Pritchard on Wills and Estates § 350 (formerly § 336) (emphasis added); Cooper , 837 S.W.2d at 612; Leathers v. Binkley , 264 S.W.2d 561, 563 (Tenn. 1954). The Cooper court further clarifies:
In establishing the facts essential to the validity of the will by a preponderance of the evidence, proponents are, however, not obliged in all cases to prove each fact by direct evidence; but they may rely upon presumptions. There is, at the outset, no presumption that the alleged testator executed the will in question or any will; but when a paper propounded as a will is shown to have been signed by the alleged testator and the requisite number of witnesses, in the absence of any satisfactory evidence to the contrary the presumption is that all the formalities have been complied with.
Cooper , 837 S.W.2d at 612 (quoting Leathers , 264 S.W.2d at 613 (quoting Page on Wills, Vol. 2, § 755 at 462)). Thus, as this Court in Cooper stated: "[W]e must examine the testimony in the case at bar to determine if there is uncontroverted positive testimony that [the Decedent] did not `signify to the attesting witnesses' that the . . . instrument was his will or codicil." Cooper , 837 S.W.2d at 612.

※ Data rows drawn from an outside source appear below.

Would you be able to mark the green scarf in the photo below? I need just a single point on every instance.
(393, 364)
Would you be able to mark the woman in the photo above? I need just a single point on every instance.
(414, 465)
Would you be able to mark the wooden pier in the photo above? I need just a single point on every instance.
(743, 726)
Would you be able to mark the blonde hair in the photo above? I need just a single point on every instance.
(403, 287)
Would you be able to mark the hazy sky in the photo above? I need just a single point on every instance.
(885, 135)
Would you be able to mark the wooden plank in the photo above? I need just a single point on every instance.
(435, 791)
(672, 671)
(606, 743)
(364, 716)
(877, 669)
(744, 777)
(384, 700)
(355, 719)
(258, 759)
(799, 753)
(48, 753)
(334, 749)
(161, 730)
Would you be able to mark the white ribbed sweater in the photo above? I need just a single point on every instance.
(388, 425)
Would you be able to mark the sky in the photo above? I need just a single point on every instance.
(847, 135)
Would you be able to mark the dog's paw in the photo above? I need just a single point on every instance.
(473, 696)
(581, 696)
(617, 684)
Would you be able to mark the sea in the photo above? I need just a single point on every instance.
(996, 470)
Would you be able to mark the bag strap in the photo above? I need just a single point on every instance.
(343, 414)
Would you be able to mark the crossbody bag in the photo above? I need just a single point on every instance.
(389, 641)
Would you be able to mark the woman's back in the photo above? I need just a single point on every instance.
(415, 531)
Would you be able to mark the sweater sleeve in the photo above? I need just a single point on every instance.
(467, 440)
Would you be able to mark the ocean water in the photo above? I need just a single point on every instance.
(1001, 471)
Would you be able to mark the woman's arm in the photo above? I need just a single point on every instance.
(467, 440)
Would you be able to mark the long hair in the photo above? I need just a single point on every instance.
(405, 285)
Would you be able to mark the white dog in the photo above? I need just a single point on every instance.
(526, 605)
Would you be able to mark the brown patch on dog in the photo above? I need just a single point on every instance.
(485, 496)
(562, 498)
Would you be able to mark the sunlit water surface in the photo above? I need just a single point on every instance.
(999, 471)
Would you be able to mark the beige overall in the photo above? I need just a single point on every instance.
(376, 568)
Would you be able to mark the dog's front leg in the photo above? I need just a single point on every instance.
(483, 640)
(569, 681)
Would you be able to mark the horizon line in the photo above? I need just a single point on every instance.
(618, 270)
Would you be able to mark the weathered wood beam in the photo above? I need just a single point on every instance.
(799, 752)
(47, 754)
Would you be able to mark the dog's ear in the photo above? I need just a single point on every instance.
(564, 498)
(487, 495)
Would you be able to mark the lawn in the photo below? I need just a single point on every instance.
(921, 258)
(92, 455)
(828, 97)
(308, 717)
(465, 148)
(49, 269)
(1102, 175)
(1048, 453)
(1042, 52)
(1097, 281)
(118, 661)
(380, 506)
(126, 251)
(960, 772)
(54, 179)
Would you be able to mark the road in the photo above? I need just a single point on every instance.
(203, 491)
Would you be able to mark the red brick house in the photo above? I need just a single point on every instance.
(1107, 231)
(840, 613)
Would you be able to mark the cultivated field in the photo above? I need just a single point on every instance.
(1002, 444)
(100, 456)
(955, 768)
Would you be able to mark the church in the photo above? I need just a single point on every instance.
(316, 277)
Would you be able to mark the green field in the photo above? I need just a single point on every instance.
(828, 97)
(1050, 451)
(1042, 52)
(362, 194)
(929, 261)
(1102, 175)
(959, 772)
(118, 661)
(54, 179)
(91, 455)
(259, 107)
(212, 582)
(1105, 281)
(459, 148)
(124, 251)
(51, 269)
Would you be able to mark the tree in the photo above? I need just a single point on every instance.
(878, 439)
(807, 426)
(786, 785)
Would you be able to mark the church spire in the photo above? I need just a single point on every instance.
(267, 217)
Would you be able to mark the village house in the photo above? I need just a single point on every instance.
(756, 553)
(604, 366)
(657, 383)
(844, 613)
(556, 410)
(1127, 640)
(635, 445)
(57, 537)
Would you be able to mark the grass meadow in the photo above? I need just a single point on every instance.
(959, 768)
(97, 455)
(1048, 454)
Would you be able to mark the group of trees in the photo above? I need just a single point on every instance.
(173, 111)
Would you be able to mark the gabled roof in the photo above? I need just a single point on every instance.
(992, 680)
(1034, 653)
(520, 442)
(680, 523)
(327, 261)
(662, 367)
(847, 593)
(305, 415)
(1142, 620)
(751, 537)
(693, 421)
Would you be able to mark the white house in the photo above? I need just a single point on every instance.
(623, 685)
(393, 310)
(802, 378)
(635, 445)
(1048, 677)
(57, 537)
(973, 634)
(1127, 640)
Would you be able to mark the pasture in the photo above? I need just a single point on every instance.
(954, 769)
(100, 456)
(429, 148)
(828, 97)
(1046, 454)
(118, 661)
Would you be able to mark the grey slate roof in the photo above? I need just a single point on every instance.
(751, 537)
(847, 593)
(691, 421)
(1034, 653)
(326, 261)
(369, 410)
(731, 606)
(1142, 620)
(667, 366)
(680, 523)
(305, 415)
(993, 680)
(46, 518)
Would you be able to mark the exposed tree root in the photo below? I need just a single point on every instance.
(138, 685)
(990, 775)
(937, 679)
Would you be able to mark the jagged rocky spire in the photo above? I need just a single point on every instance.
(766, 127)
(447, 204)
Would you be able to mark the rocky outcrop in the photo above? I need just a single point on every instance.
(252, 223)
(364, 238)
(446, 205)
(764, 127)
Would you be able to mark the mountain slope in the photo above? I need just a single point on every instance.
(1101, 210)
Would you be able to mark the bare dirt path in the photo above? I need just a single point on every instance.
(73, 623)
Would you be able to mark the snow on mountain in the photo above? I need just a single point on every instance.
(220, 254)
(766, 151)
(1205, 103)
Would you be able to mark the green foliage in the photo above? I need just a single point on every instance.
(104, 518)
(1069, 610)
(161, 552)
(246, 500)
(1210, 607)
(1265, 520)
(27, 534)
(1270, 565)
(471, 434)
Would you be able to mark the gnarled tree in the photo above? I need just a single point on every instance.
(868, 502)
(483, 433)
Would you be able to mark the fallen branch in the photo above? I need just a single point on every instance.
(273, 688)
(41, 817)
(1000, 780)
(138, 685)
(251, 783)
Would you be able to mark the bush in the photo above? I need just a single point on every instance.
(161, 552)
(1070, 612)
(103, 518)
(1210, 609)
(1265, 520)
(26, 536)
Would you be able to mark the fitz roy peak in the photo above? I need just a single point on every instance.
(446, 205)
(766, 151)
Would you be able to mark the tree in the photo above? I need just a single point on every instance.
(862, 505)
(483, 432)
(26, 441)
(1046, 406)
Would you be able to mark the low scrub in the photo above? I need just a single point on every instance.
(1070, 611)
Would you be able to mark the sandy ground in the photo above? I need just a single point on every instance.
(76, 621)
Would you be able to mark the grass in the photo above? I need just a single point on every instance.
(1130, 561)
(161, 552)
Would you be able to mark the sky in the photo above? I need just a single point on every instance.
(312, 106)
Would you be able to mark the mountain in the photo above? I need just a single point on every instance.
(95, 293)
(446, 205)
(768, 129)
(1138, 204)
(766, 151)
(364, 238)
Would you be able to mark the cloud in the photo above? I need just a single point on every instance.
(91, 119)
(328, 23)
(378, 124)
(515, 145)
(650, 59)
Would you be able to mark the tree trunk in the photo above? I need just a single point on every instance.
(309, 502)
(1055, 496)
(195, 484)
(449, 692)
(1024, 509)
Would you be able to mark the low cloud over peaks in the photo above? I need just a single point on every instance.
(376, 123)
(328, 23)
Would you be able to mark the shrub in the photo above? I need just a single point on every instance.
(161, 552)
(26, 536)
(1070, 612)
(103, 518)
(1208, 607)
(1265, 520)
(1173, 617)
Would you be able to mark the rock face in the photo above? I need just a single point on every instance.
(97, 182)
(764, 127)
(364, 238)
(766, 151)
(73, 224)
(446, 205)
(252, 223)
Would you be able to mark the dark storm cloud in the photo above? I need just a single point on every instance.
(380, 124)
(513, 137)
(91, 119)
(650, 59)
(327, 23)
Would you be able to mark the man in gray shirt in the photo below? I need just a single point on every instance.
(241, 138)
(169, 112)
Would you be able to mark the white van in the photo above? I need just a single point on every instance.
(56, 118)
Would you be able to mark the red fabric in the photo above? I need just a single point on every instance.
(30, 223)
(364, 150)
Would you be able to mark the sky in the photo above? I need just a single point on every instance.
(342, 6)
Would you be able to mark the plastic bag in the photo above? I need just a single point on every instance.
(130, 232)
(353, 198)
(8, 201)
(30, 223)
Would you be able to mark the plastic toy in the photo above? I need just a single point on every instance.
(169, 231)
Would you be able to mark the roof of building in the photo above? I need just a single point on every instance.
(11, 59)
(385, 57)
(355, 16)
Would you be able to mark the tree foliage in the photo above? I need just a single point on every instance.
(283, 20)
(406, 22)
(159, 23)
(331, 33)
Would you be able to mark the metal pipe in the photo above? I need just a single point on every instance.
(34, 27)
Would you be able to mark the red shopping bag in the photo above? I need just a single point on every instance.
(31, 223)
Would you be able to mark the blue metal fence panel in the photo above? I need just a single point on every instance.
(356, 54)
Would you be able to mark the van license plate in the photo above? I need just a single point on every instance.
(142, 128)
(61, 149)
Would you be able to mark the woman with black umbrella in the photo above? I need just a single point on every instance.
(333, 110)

To the contrary, in this case, the undisputed testimony offered by Pack establishes clearly that the Decedent signified, in the presence of both witnesses and the notary public, that she was asking them to sign her Codicil. As noted above, Hemphill testified only that she could not recall if the Decedent informed her that she was signing her Codicil. Therefore, there is no testimony that the Decedent did not signify to the witnesses that the instrument was a will or a codicil. Moreover, Hemphill stated affirmatively that she would not have signed the Codicil unless she had seen the Decedent sign the Codicil. Under these circumstances, we must conclude that the Codicil was duly executed, and that the Probate Court properly admitted the Codicil into probate. Likewise, the Probate Court did not abuse its discretion when denying Minton's motion to vacate the judgment, nor did the Probate Court err in denying Minton's motion to obtain a new hearing, as no proof was offered that the Codicil was fraudulently entered into probate.
The decision of the trial court is affirmed. Costs are taxed to appellant, Linda Sue Guy Minton, and her surety, for which execution may issue, if necessary.